“N.J. Gas Station Workers Cheated Out of Pay to Get $1M in Back Wages.” That was a headline in the New Jersey Star-Ledger. It's a classic tale of big, bad business trying to stick it to the little guy. And this time, the little guy prevailed with help of crack law enforcement.

But is that really the story?

Maybe. But maybe not. What we know is that in 2011 the Department of Labor found that scores of gas station owners in the Garden State (where self-service is outlawed to protect gas station attendant jobs) failed to comply properly with the Fair Labor Standards Act, including paying over-time to some eligible workers. In some instances, bosses probably were trying to skirt laws about how much workers must be paid, and reports suggest some workers were being paid off-the-books.

There's no excuse for circumventing tax laws or ignoring minimum wage requirements. However, in many of these cases, rather than big, bad, greedy industrialists exploiting poor workers, the gas station owners themselves could just as easily be cast as the “little guys,” struggling to make sense of complicated, antiquated regulations imposed by the real lords of power in the modern economy—the government.
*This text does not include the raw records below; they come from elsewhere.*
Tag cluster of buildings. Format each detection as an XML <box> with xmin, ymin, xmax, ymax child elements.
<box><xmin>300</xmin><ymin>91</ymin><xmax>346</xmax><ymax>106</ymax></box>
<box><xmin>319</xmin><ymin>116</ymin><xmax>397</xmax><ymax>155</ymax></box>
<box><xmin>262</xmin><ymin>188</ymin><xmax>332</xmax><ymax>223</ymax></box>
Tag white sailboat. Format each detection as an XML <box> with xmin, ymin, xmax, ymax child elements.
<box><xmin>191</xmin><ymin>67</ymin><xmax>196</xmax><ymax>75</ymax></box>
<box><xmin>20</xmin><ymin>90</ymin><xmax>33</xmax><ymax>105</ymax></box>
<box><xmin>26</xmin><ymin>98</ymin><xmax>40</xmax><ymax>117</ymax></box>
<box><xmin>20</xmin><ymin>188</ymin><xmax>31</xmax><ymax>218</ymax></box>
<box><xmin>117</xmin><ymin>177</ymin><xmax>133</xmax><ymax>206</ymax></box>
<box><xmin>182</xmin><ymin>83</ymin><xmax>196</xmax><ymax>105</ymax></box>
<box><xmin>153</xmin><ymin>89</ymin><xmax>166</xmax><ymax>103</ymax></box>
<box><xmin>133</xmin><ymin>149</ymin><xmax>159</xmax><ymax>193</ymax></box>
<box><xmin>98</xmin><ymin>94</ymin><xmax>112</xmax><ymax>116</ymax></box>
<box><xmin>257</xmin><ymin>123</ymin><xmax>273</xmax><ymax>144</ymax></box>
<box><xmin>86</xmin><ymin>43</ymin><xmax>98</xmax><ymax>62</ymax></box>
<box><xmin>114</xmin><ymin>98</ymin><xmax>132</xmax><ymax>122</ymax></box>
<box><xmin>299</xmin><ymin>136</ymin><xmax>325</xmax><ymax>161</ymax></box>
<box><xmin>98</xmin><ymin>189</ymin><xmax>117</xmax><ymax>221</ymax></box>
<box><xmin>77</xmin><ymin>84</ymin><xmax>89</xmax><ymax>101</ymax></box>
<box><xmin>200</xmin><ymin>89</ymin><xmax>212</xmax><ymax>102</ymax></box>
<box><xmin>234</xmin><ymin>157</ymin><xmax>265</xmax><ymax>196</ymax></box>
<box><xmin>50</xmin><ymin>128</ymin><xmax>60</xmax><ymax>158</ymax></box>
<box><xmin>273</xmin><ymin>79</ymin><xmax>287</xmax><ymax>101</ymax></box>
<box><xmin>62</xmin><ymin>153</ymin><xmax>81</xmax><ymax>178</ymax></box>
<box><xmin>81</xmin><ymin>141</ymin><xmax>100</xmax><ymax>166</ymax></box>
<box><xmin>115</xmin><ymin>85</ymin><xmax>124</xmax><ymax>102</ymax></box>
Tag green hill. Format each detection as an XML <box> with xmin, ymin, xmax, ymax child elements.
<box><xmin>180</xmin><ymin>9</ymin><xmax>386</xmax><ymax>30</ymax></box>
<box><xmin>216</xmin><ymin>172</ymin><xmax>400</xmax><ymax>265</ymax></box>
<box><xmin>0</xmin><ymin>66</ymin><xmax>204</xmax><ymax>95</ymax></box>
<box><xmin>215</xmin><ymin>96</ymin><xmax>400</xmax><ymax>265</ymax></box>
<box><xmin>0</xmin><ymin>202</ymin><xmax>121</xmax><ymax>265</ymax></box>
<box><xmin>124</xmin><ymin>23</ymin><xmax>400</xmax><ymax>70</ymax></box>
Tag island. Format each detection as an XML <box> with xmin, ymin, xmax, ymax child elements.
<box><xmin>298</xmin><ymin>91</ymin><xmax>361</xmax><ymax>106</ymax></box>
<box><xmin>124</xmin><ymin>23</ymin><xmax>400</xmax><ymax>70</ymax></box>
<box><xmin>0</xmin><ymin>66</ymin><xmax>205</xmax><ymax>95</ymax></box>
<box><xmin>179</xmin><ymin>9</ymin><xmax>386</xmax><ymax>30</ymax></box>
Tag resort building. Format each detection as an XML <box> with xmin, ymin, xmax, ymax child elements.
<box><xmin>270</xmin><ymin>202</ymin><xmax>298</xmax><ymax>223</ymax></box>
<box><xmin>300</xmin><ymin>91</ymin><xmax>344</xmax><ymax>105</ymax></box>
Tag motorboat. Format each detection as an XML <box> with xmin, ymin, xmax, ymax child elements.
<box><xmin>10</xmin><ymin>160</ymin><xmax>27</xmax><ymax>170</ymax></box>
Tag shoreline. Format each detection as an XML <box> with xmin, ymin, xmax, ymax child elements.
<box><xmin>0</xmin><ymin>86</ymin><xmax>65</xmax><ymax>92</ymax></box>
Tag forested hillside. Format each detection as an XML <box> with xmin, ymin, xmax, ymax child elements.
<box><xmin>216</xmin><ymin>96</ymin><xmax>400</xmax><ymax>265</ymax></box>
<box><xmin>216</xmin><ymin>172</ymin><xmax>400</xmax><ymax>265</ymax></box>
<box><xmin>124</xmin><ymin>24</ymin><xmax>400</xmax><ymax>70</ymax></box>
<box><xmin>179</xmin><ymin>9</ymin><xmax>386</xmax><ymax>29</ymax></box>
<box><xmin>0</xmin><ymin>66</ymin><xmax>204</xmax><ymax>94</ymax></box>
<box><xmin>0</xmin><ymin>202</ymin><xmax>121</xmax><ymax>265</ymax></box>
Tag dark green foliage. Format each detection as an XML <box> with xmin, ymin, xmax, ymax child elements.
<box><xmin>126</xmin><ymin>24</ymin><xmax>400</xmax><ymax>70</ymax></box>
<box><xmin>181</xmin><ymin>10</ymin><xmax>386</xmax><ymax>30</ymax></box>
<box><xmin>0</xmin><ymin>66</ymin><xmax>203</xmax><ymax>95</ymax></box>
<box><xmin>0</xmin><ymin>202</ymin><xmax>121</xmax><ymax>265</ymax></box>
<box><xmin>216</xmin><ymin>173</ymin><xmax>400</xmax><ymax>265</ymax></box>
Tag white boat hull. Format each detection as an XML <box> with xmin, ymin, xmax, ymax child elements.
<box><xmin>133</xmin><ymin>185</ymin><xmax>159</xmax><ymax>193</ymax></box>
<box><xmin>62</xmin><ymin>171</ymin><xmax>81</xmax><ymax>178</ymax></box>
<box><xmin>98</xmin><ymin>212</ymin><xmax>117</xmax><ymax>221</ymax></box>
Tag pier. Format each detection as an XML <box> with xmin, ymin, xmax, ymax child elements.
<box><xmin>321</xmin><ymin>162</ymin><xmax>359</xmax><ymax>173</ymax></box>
Sal Risalvato, director of the New Jersey Gasoline, C-Store, Automotive Association explained that many gas station owners who were found out-of-compliance lack professional payroll departments and were simply trying to simplify their record-keeping hassles. They weren't short-changing their workers. Many were paying more than they were legally compelled to, but had just failed to follow the precise calculations of the law.

Risalvato prudently said he was glad that the Department of Labor will soon hold training seminars to help gas station owners understand the nuances of what's required by law. And, sure, it's nice for government to offer such assistance, but the very need for such training programs exemplifies the big-picture problem: Government rules have become so complicated that would-be entrepreneurs can't start businesses and small business owners have to dedicate their afternoons to learning the ins and outs of bureaucratic red tape, rather than actually working to provide services and create jobs.
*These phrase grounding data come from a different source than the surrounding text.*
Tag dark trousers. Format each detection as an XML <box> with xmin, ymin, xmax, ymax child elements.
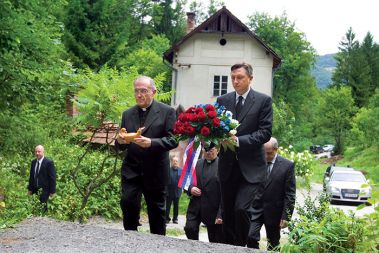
<box><xmin>247</xmin><ymin>215</ymin><xmax>281</xmax><ymax>250</ymax></box>
<box><xmin>166</xmin><ymin>196</ymin><xmax>179</xmax><ymax>221</ymax></box>
<box><xmin>32</xmin><ymin>188</ymin><xmax>49</xmax><ymax>212</ymax></box>
<box><xmin>120</xmin><ymin>175</ymin><xmax>166</xmax><ymax>235</ymax></box>
<box><xmin>184</xmin><ymin>219</ymin><xmax>224</xmax><ymax>243</ymax></box>
<box><xmin>220</xmin><ymin>162</ymin><xmax>264</xmax><ymax>246</ymax></box>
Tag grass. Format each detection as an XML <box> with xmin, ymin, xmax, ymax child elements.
<box><xmin>341</xmin><ymin>146</ymin><xmax>379</xmax><ymax>183</ymax></box>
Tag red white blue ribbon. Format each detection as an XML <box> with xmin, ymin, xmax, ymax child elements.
<box><xmin>177</xmin><ymin>138</ymin><xmax>202</xmax><ymax>190</ymax></box>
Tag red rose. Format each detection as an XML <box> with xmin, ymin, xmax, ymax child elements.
<box><xmin>185</xmin><ymin>125</ymin><xmax>196</xmax><ymax>136</ymax></box>
<box><xmin>178</xmin><ymin>113</ymin><xmax>188</xmax><ymax>122</ymax></box>
<box><xmin>212</xmin><ymin>117</ymin><xmax>220</xmax><ymax>127</ymax></box>
<box><xmin>195</xmin><ymin>107</ymin><xmax>204</xmax><ymax>113</ymax></box>
<box><xmin>197</xmin><ymin>111</ymin><xmax>206</xmax><ymax>121</ymax></box>
<box><xmin>205</xmin><ymin>104</ymin><xmax>216</xmax><ymax>111</ymax></box>
<box><xmin>207</xmin><ymin>110</ymin><xmax>217</xmax><ymax>118</ymax></box>
<box><xmin>173</xmin><ymin>122</ymin><xmax>185</xmax><ymax>134</ymax></box>
<box><xmin>188</xmin><ymin>113</ymin><xmax>197</xmax><ymax>121</ymax></box>
<box><xmin>186</xmin><ymin>107</ymin><xmax>195</xmax><ymax>113</ymax></box>
<box><xmin>200</xmin><ymin>126</ymin><xmax>211</xmax><ymax>136</ymax></box>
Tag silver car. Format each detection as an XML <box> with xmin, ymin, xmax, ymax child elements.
<box><xmin>325</xmin><ymin>170</ymin><xmax>371</xmax><ymax>204</ymax></box>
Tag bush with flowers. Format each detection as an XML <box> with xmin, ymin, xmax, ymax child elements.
<box><xmin>173</xmin><ymin>103</ymin><xmax>239</xmax><ymax>151</ymax></box>
<box><xmin>279</xmin><ymin>145</ymin><xmax>314</xmax><ymax>180</ymax></box>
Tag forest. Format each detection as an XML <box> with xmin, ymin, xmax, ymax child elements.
<box><xmin>1</xmin><ymin>0</ymin><xmax>379</xmax><ymax>252</ymax></box>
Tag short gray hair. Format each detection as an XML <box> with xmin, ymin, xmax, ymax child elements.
<box><xmin>134</xmin><ymin>76</ymin><xmax>156</xmax><ymax>91</ymax></box>
<box><xmin>269</xmin><ymin>137</ymin><xmax>279</xmax><ymax>149</ymax></box>
<box><xmin>231</xmin><ymin>62</ymin><xmax>253</xmax><ymax>77</ymax></box>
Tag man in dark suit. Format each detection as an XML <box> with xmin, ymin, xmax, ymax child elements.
<box><xmin>116</xmin><ymin>76</ymin><xmax>177</xmax><ymax>235</ymax></box>
<box><xmin>216</xmin><ymin>62</ymin><xmax>272</xmax><ymax>246</ymax></box>
<box><xmin>166</xmin><ymin>156</ymin><xmax>182</xmax><ymax>224</ymax></box>
<box><xmin>247</xmin><ymin>137</ymin><xmax>296</xmax><ymax>250</ymax></box>
<box><xmin>184</xmin><ymin>143</ymin><xmax>224</xmax><ymax>243</ymax></box>
<box><xmin>27</xmin><ymin>145</ymin><xmax>56</xmax><ymax>210</ymax></box>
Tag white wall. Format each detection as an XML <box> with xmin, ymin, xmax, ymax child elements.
<box><xmin>171</xmin><ymin>33</ymin><xmax>274</xmax><ymax>109</ymax></box>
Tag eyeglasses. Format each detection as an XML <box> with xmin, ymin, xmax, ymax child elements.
<box><xmin>134</xmin><ymin>88</ymin><xmax>150</xmax><ymax>95</ymax></box>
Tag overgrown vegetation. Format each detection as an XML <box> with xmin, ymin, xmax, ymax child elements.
<box><xmin>282</xmin><ymin>191</ymin><xmax>379</xmax><ymax>252</ymax></box>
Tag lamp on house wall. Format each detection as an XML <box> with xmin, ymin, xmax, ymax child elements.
<box><xmin>219</xmin><ymin>32</ymin><xmax>227</xmax><ymax>46</ymax></box>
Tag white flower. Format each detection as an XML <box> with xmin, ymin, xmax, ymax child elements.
<box><xmin>229</xmin><ymin>129</ymin><xmax>237</xmax><ymax>135</ymax></box>
<box><xmin>231</xmin><ymin>119</ymin><xmax>239</xmax><ymax>125</ymax></box>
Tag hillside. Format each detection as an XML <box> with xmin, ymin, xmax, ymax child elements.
<box><xmin>311</xmin><ymin>53</ymin><xmax>337</xmax><ymax>89</ymax></box>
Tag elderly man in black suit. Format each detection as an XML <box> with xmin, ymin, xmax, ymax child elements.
<box><xmin>247</xmin><ymin>137</ymin><xmax>296</xmax><ymax>250</ymax></box>
<box><xmin>166</xmin><ymin>156</ymin><xmax>182</xmax><ymax>224</ymax></box>
<box><xmin>27</xmin><ymin>145</ymin><xmax>56</xmax><ymax>210</ymax></box>
<box><xmin>184</xmin><ymin>143</ymin><xmax>224</xmax><ymax>243</ymax></box>
<box><xmin>216</xmin><ymin>62</ymin><xmax>272</xmax><ymax>246</ymax></box>
<box><xmin>116</xmin><ymin>76</ymin><xmax>177</xmax><ymax>235</ymax></box>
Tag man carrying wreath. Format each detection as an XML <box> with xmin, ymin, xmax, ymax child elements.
<box><xmin>216</xmin><ymin>62</ymin><xmax>272</xmax><ymax>246</ymax></box>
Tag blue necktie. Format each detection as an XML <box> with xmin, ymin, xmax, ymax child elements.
<box><xmin>235</xmin><ymin>96</ymin><xmax>243</xmax><ymax>118</ymax></box>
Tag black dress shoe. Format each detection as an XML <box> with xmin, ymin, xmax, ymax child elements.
<box><xmin>173</xmin><ymin>220</ymin><xmax>178</xmax><ymax>224</ymax></box>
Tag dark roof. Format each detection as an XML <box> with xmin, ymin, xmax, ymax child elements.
<box><xmin>82</xmin><ymin>122</ymin><xmax>118</xmax><ymax>146</ymax></box>
<box><xmin>163</xmin><ymin>6</ymin><xmax>281</xmax><ymax>69</ymax></box>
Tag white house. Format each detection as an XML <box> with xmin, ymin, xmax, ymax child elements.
<box><xmin>163</xmin><ymin>7</ymin><xmax>281</xmax><ymax>109</ymax></box>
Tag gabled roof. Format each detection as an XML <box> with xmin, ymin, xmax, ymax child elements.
<box><xmin>163</xmin><ymin>6</ymin><xmax>281</xmax><ymax>69</ymax></box>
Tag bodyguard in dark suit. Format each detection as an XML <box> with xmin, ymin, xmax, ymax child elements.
<box><xmin>184</xmin><ymin>144</ymin><xmax>224</xmax><ymax>243</ymax></box>
<box><xmin>216</xmin><ymin>63</ymin><xmax>272</xmax><ymax>246</ymax></box>
<box><xmin>166</xmin><ymin>156</ymin><xmax>182</xmax><ymax>224</ymax></box>
<box><xmin>27</xmin><ymin>145</ymin><xmax>56</xmax><ymax>207</ymax></box>
<box><xmin>247</xmin><ymin>137</ymin><xmax>296</xmax><ymax>250</ymax></box>
<box><xmin>116</xmin><ymin>76</ymin><xmax>177</xmax><ymax>235</ymax></box>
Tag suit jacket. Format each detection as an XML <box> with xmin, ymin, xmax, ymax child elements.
<box><xmin>167</xmin><ymin>166</ymin><xmax>182</xmax><ymax>198</ymax></box>
<box><xmin>186</xmin><ymin>158</ymin><xmax>222</xmax><ymax>226</ymax></box>
<box><xmin>28</xmin><ymin>157</ymin><xmax>56</xmax><ymax>195</ymax></box>
<box><xmin>217</xmin><ymin>89</ymin><xmax>272</xmax><ymax>183</ymax></box>
<box><xmin>263</xmin><ymin>155</ymin><xmax>296</xmax><ymax>226</ymax></box>
<box><xmin>116</xmin><ymin>100</ymin><xmax>177</xmax><ymax>188</ymax></box>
This is not the recipe for a dynamic economy and robust job creation. Yes, Americans want some basic government oversight to ensure basic workers' rights are protected and workplaces are safe. Yet it's increasingly clear we've gone too far in allowing government to micromanage the minutiae of business-life.

The Fair Labor Standards Act is an ideal example of our current, often antiquated, regulatory regime. FLSA was enacted in 1938 during the Great Depression. Back then, most jobs could be easily categorized; work was typically performed for certain hours during the day, at a specific place of employment. That's not so today, which makes it a challenge to apply many of FLSA's out-dated concepts.

FLSA, for example, requires that non-exempt employees receive a minimum wage (currently $7.25) and time-and-a-half for time worked in excess of 40 hours per week. Employers must carefully monitor exactly how much times these employees work in order to comply. Exempt workers—generally white collar, professional workers—who receive a set salary rather than an hourly wage operate differently, and don't necessarily accrue over-time.

So who can companies safely put on salary? The Department of Labor requires that exempt employees' work must involve the “consistent exercise of discretion and judgment.” How does this apply to accountants, computer technicians, and other engineers, whose valuable technical skills command far more than minimum wage, but whose early work is often closely supervised and focused on following complicated procedures and protocols? Are they exercising discretion and judgment?

Employers face an equally difficult challenge in deciding exactly what constitutes “work.” Does checking email from home count? What about other time spent on company-owned computers or other electronic devices? What about commuting time?

Most troublingly for those who care about work-place flexibility, working from home opens a Pandora's box of question, since at-home workers typically blur the lines of work and home life. Such flexibility can be a boon to workers—particularly women who often crave positions that allow them to be available for kids during the traditional work day. But if at-home work creates major administrative hassles—and worse, potential liability exposure—many companies may simply default to disallowing at-home work entirely.

Teams of well-paid DOL bureaucrats have the luxury of noodling on questions such as how to apply Depression-era distinctions to our twenty-first century workplaces. Companies struggling to survive in this weak economy don't.

Americans understand big business boogiemen don't just pay a price for outdated regulations—workers and our entire economy suffer, too. It's past time for Congress to reform laws like the Fair Labor Standards Act so that government doesn't stifle job creation in the name of helping workers.